More on physicians and antitrust laws
From international law firm Arnold & Porter Kaye Scholer LLP comes a timely column that provides views on current regulatory and legislative topics that weigh on the minds of today’s physicians and health care executives.
As we wrote last month, the antitrust laws are an often overlooked area of risk for physicians, especially when those physicians consider working together or coordinating on competitively sensitive aspects of their practice — particularly pricing. As noted in our recent article, competitors cannot coordinate on price unless those competitors meet the standards of financial or clinical integration under the antitrust laws. A recent action by the Federal Trade Commission (FTC) is another reminder that competing physicians must be aware that the antitrust laws limit the extent to which competitors may act jointly and that a failure to consider these limits may expose physicians to the cost, risks and burden of a government enforcement action.
The FTC complaint
On Jan. 19, 2017, the FTC sued OFTACOOP (Cooperativa de Médico Oftalmólogos de Puerto Rico), a group of Puerto Rico ophthalmologists acting as a health care cooperative for certain purposes but offering competing ophthalmology services to patients in Puerto Rico. They were charged with organizing a boycott of a health plan, and the FTC alleged that OFTACOOP’s conduct was not reasonably related to any efficiency-enhancing integration (ie, financial or clinical integration), thus making the conduct illegal under the antitrust laws.
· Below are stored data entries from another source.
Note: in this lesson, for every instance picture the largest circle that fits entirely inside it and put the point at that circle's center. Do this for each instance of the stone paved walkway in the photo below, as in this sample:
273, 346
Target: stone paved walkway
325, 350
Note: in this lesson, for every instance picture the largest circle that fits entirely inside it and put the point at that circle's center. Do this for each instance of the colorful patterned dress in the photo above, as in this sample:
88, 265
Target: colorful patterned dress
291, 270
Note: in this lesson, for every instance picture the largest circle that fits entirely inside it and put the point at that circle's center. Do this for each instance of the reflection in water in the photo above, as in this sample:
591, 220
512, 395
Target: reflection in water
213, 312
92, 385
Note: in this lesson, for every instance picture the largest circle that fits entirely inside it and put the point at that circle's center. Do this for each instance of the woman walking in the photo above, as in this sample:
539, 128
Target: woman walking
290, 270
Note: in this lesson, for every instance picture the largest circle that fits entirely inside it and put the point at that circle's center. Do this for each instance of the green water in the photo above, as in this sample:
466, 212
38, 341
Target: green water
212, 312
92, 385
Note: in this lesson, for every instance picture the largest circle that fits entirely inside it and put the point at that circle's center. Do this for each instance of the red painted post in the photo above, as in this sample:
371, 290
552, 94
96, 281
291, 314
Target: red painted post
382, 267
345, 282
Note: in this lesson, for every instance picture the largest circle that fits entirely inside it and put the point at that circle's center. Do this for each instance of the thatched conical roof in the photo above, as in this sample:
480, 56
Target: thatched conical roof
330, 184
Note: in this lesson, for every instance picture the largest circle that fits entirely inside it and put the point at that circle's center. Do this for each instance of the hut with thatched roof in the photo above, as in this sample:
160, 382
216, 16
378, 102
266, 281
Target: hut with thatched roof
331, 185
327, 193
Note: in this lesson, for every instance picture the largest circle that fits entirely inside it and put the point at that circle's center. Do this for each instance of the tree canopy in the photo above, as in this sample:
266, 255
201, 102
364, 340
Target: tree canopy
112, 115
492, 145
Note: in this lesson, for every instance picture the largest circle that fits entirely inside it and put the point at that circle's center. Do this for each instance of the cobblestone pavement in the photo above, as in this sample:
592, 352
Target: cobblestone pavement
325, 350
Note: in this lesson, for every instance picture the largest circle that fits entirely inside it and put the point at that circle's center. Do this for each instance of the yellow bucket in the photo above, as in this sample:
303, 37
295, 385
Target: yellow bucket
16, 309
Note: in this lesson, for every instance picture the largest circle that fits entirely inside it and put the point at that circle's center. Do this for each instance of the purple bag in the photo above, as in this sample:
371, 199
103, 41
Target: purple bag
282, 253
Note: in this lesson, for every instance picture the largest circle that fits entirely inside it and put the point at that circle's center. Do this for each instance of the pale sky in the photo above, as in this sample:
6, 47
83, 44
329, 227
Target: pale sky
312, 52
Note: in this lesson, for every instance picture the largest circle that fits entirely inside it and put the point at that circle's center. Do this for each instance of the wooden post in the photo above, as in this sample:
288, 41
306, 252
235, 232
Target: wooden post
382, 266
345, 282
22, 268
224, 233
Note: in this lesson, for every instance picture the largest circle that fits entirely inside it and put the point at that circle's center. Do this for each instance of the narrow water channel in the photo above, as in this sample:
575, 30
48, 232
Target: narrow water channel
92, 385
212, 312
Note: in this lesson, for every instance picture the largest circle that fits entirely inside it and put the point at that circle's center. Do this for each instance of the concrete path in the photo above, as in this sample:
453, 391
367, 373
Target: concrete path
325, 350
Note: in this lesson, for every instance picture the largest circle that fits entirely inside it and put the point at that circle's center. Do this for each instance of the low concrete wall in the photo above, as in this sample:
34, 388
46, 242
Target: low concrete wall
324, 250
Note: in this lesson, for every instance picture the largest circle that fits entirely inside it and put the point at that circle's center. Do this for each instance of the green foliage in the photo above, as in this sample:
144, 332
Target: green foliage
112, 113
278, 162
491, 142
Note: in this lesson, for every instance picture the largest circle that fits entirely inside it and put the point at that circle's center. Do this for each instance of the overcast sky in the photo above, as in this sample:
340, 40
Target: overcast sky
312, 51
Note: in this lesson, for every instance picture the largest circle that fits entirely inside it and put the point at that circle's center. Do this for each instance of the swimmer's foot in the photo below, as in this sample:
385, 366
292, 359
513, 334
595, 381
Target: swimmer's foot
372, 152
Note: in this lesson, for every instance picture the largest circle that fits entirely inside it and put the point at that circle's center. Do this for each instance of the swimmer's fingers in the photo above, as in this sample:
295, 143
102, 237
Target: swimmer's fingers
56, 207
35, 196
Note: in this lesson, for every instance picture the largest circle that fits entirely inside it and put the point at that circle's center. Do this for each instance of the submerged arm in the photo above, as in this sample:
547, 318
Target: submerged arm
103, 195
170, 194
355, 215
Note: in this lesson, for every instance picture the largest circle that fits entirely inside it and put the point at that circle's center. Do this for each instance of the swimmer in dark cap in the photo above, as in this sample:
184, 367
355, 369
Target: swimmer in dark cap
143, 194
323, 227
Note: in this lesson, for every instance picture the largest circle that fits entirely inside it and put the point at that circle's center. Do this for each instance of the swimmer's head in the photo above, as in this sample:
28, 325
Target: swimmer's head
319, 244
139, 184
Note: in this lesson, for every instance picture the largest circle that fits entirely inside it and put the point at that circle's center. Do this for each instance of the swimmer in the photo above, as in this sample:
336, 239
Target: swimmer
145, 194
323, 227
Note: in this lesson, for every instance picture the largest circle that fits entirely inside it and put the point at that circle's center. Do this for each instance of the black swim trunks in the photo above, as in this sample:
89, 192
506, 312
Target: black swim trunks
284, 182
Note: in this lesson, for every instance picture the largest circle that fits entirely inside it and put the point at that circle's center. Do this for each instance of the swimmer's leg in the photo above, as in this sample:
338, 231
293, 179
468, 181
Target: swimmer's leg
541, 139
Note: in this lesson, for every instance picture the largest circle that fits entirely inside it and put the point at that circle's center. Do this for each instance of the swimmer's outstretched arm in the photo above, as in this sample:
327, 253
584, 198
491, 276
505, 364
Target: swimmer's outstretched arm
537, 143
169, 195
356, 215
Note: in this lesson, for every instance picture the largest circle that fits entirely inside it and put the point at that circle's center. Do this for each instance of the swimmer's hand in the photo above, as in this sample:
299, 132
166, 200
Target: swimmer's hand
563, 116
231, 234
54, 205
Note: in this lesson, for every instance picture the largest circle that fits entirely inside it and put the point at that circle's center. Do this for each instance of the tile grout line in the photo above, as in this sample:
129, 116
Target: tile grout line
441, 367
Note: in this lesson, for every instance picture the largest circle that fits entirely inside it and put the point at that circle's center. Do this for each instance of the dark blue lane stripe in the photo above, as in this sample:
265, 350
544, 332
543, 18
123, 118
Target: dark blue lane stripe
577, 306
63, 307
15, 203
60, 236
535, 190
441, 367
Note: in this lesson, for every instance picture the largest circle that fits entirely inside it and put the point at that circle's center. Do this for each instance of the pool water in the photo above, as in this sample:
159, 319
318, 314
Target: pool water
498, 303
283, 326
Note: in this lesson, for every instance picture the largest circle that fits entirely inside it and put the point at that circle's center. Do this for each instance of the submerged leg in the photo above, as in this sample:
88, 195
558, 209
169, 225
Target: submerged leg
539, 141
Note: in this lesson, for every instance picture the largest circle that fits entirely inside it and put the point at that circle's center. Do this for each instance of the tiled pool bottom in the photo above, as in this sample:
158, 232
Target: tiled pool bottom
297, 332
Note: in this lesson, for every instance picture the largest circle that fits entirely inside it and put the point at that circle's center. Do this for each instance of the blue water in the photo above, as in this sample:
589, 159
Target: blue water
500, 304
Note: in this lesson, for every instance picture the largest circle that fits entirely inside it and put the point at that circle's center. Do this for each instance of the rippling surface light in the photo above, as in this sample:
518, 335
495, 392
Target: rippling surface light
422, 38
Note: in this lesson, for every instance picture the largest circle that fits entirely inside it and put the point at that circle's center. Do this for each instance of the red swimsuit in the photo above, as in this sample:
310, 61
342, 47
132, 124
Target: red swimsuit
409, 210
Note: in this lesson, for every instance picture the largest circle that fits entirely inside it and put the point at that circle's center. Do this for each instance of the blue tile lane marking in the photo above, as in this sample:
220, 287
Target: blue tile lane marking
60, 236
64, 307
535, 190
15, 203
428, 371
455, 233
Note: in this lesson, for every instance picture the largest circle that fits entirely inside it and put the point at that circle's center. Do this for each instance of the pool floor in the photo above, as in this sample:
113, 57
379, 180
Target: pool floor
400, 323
According to the FTC complaint, OFTACOOP acted illegally to avoid the cost-reduction efforts of MCS Advantage Inc. (MCS), a local health plan. MCS engaged Eye Management of Puerto Rico (Eye Management), a network administrator, to enter into contracts directly with the ophthalmologists, and as part of this effort, Eye Management sent draft contracts to OFTACOOP members with rates approximately 10% lower than those ophthalmologists received under their prior MCS contracts.
After receiving the draft contracts, OFTACOOP members met and agreed as a group not to sign the new contracts. Following that meeting, one attendee, the former secretary of OFTACOOP’s board of directors, emailed more than 100 OFTACOOP members stating that an agreement among the members had been reached and no OFTACOOP members should sign the new Eye Management contract. Even after being notified by Eye Management that such a collective refusal to deal violated the antitrust laws, OFTACOOP’s leadership continued to direct the OFTACOOP members to resist the new contracts. Almost all of the members agreed and refused the new contract. MCS abandoned the arrangement with Eye Management and, instead, itself offered a similar contract directly to the ophthalmologists, but the OFTACOOP members again rejected the offer. MCS could not obtain sufficient coverage for a viable ophthalmology network and was thus forced to retain its existing, higher-priced contracts in effect.
The FTC alleged that the group boycott harmed consumers by causing the 1) loss of potential reductions in out-of-pocket medical expenses and 2) risk of decreased ophthalmology insurance coverage options.
To settle these charges, OFTACOOP agreed to a consent order with the FTC, which bars OFTACOOP from organizing or implementing agreements to refuse to deal, or threaten to refuse to deal, with a health plan over contract terms. The consent order, which lasts 20 years, also prohibits the exchange of information, as well as other activities that could lead to coordinated activities among competing physicians. OFTACOOP is also under an obligation to provide notice of the consent order and complaint to its members, officers, directors, managers and employees.
Physicians who operate in separate practices but offer the same services in the same local market are competitors, and competitors may not agree on pricing or service or similar issues except under very limited circumstances, as noted previously. Efforts by competing physicians to extract higher rates or better terms from health plans will often invite enforcement scrutiny — especially as the government continues to focus on reducing the cost of medical care to consumers. The antitrust laws acknowledge that there are benefits from physician collaboration, but before engaging in joint activities with respect to pricing or negotiations with health plans, physicians should carefully plan to ensure they are meeting requirements under antitrust laws.